In the 1950s-1990s, most air conditioning units used chlorofluorocarbons (CFCs) as a refrigerant in the compressor (step D). Production of CFCs came to a halt in 1995 due to environmental concerns surrounding CFCs. Halogenated chlorofluorocarbons (HCFCs) replaced CFCs, but these are also phasing out in the next decade. As a result, many manufacturers are looking for alternative refrigerants that are both efficient and safe for the environment. 

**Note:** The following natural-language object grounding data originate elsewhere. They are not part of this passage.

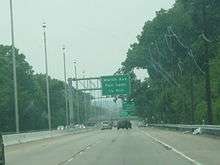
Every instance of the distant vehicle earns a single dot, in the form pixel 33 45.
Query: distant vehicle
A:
pixel 141 124
pixel 106 125
pixel 60 128
pixel 124 124
pixel 79 126
pixel 2 153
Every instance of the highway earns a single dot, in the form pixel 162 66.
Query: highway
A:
pixel 124 147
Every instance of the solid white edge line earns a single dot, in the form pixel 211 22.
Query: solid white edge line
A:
pixel 173 149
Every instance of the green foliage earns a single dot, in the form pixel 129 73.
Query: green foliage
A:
pixel 177 48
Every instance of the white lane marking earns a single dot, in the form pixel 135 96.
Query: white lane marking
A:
pixel 173 149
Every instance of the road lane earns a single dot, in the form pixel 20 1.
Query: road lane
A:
pixel 50 151
pixel 128 147
pixel 110 147
pixel 204 149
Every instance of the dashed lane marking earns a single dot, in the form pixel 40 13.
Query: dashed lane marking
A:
pixel 173 149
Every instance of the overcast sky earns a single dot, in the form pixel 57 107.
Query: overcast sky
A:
pixel 96 33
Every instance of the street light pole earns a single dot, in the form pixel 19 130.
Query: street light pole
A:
pixel 14 69
pixel 65 86
pixel 47 81
pixel 77 95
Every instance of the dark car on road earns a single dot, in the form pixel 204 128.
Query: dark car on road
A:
pixel 2 153
pixel 124 124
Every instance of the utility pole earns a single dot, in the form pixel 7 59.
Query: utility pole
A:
pixel 84 98
pixel 207 67
pixel 14 70
pixel 70 96
pixel 77 94
pixel 65 86
pixel 47 81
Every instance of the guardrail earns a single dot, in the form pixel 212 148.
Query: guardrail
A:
pixel 12 139
pixel 207 129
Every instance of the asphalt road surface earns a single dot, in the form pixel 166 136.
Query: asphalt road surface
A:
pixel 144 146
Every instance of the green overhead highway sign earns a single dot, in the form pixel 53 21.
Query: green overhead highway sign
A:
pixel 115 85
pixel 128 106
pixel 123 114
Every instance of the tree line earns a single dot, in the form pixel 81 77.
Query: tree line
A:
pixel 32 101
pixel 180 50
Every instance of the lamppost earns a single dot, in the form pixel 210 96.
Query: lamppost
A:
pixel 65 86
pixel 14 69
pixel 77 94
pixel 47 81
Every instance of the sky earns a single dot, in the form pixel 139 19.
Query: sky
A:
pixel 96 33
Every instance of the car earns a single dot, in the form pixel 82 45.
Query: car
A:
pixel 124 124
pixel 106 125
pixel 2 153
pixel 60 128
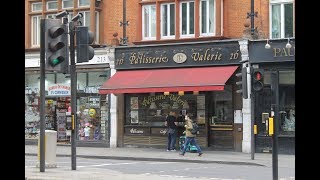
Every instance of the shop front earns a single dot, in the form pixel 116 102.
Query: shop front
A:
pixel 280 58
pixel 92 108
pixel 196 78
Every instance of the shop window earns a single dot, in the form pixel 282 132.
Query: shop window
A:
pixel 223 111
pixel 67 4
pixel 35 7
pixel 84 3
pixel 151 110
pixel 282 19
pixel 149 22
pixel 168 20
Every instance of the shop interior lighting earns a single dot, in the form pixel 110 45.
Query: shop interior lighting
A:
pixel 195 92
pixel 181 93
pixel 267 46
pixel 288 45
pixel 166 93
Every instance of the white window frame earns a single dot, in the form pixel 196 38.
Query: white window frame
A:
pixel 282 17
pixel 63 4
pixel 208 10
pixel 85 5
pixel 33 6
pixel 35 43
pixel 167 36
pixel 149 36
pixel 187 35
pixel 48 2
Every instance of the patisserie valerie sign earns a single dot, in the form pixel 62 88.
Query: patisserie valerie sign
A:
pixel 59 90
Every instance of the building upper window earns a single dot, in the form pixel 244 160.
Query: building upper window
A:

Buying a new air conditioner

According to the U.S. Department of Energy, “Switching to high-efficiency air conditioners and taking other actions to keep your home cool could reduce energy use for air conditioning by 20% to 50%.” If you’re looking for ways to reduce your carbon footprint, look for air conditioning units with ozone-safe refrigerants like hydrofluorocarbons (HFCs) or ammonia. Watching energy labels can help you make informed decisions, and this article from Florida Power & Light explains terminology and other issues to watch for when you’re looking to purchase a new air conditioner.  


Ways to save

If you’re not in the marketing for a new air conditioner, here are some ways to save on air conditioning costs with your current home unit.

Change your filter

Changing your filter regularly is the fastest and easiest way to save money on air conditioning. How often you should change your filter depends on what type it is. Check the label to see how often it should be changed. Typically the more it’s used—like in summer months—the more frequently it should be changed. Certainly change/clean it if it looks dirty. 

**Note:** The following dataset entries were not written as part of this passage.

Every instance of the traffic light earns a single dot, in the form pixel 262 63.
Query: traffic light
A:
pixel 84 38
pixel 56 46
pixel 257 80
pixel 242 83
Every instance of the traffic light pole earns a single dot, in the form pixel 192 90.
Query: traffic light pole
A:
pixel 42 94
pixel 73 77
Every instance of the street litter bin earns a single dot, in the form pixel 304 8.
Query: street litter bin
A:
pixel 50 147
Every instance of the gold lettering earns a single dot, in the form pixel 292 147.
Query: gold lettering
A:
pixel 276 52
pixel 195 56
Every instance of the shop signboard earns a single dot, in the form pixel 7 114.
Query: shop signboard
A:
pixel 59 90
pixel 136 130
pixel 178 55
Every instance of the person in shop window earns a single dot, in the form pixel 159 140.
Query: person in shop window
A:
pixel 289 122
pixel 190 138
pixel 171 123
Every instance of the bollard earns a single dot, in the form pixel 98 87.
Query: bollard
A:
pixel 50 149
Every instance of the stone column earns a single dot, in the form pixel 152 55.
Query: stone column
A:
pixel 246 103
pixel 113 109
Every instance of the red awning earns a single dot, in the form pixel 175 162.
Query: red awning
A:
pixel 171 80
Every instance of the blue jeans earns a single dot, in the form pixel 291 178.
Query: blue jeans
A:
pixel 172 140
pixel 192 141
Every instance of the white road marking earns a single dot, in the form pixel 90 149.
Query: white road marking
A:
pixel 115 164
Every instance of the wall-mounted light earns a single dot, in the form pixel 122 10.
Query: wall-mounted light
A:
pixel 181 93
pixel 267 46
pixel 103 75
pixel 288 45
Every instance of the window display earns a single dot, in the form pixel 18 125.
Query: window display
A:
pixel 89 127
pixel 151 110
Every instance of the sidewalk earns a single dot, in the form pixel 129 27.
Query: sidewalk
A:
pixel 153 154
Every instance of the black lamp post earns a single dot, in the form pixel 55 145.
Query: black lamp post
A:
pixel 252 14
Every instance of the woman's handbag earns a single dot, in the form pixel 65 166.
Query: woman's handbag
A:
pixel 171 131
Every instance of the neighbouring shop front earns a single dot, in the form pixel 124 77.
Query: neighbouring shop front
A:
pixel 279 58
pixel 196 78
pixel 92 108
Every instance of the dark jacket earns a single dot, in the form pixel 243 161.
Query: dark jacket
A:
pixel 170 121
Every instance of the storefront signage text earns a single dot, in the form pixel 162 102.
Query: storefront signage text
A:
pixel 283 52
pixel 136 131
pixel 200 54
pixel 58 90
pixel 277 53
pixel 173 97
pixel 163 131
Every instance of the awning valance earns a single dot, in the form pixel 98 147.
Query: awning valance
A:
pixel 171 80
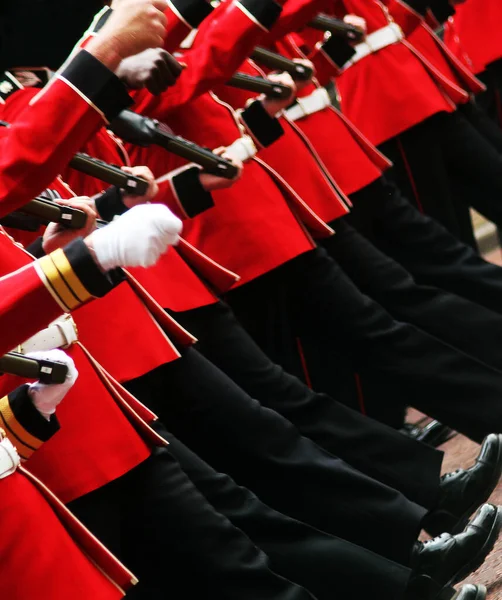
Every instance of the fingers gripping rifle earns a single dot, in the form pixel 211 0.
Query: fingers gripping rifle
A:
pixel 143 131
pixel 46 371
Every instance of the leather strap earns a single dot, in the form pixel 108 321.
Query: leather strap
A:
pixel 308 105
pixel 386 36
pixel 9 458
pixel 242 149
pixel 60 334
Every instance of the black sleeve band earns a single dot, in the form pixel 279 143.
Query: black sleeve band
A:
pixel 266 12
pixel 101 21
pixel 419 6
pixel 93 279
pixel 192 11
pixel 442 10
pixel 98 84
pixel 110 203
pixel 338 50
pixel 264 128
pixel 192 196
pixel 36 248
pixel 29 417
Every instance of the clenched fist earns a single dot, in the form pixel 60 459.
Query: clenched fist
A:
pixel 134 26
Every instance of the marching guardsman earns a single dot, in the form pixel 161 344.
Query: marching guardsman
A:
pixel 186 382
pixel 251 257
pixel 46 551
pixel 473 34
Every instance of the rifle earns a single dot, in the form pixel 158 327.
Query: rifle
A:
pixel 42 211
pixel 243 81
pixel 105 172
pixel 46 371
pixel 143 131
pixel 272 60
pixel 337 27
pixel 111 174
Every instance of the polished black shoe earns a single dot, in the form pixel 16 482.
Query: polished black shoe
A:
pixel 433 434
pixel 469 591
pixel 462 491
pixel 443 561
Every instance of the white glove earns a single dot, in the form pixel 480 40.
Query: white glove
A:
pixel 137 238
pixel 46 397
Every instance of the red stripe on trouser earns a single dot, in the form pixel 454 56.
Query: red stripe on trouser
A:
pixel 410 176
pixel 305 369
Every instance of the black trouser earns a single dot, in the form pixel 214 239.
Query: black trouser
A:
pixel 423 247
pixel 187 542
pixel 445 164
pixel 163 528
pixel 260 449
pixel 369 446
pixel 491 100
pixel 464 324
pixel 399 359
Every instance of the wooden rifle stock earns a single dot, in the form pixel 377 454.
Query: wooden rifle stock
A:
pixel 144 131
pixel 47 371
pixel 272 60
pixel 243 81
pixel 110 174
pixel 337 27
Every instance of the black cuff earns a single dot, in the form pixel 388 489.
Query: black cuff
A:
pixel 419 6
pixel 338 50
pixel 85 268
pixel 36 248
pixel 264 128
pixel 29 417
pixel 266 12
pixel 192 196
pixel 99 24
pixel 192 11
pixel 442 10
pixel 110 203
pixel 98 84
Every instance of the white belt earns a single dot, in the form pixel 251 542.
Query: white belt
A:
pixel 391 34
pixel 9 458
pixel 242 149
pixel 60 334
pixel 308 105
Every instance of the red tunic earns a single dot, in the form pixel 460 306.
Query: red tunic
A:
pixel 293 158
pixel 260 222
pixel 455 79
pixel 392 90
pixel 477 25
pixel 44 548
pixel 98 440
pixel 348 156
pixel 34 150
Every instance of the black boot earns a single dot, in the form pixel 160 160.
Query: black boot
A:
pixel 443 561
pixel 462 491
pixel 469 591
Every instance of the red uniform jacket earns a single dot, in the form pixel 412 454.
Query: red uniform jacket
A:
pixel 98 440
pixel 34 150
pixel 345 152
pixel 73 563
pixel 175 280
pixel 456 80
pixel 392 90
pixel 259 223
pixel 293 158
pixel 476 32
pixel 45 550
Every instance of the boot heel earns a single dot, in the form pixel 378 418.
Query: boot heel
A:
pixel 447 593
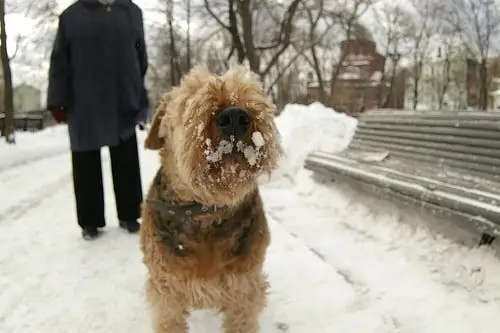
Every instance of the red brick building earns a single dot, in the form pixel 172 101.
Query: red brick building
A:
pixel 360 84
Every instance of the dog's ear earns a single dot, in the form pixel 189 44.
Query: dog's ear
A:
pixel 154 139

Perform regular maintenance

Cleaning the coils, coil fins, and drains are all things that should be regularly maintained in order to ensure optimum air conditioner performance. For more in-depth tips, see the Department of Energy’s article on air conditioner maintenance.

Watch your appliance usage

Be mindful of appliance usage that can inadvertently heat up your home. If possible, use an outdoor grill instead of your oven for cooking. Turn off lights in your home during the afternoon and the brightest parts of the day. Don’t leave the refrigerator door open (no, this is not an efficient way to cool your home).

Insulate your home

Insulting your home isn’t to keep the cool air in as much as preventing the warm air from seeping in. Think about ways the air can get in. You should have good insulation in your attic, walls, seal cracks, and seal ducts. 

Circulate your air

Using your home’s ceiling fans allows you to raise the temperature on your air conditioner without sacrificing your comfort level. Turn on the bathroom fan when you’re showering and the range hood when you’re cooking—this will help circulate the air better and also help reduce moisture levels. Consider the circulation of your air conditioning as well, by keeping your vents cleaned and unblocked by furniture or other items.

You may be surprised to see what a difference a few minor changes can make to your energy costs. Don’t let the heat get you down. Being informed will allow you to make the right decisions and show you how to be net zero in this hot Florida summer.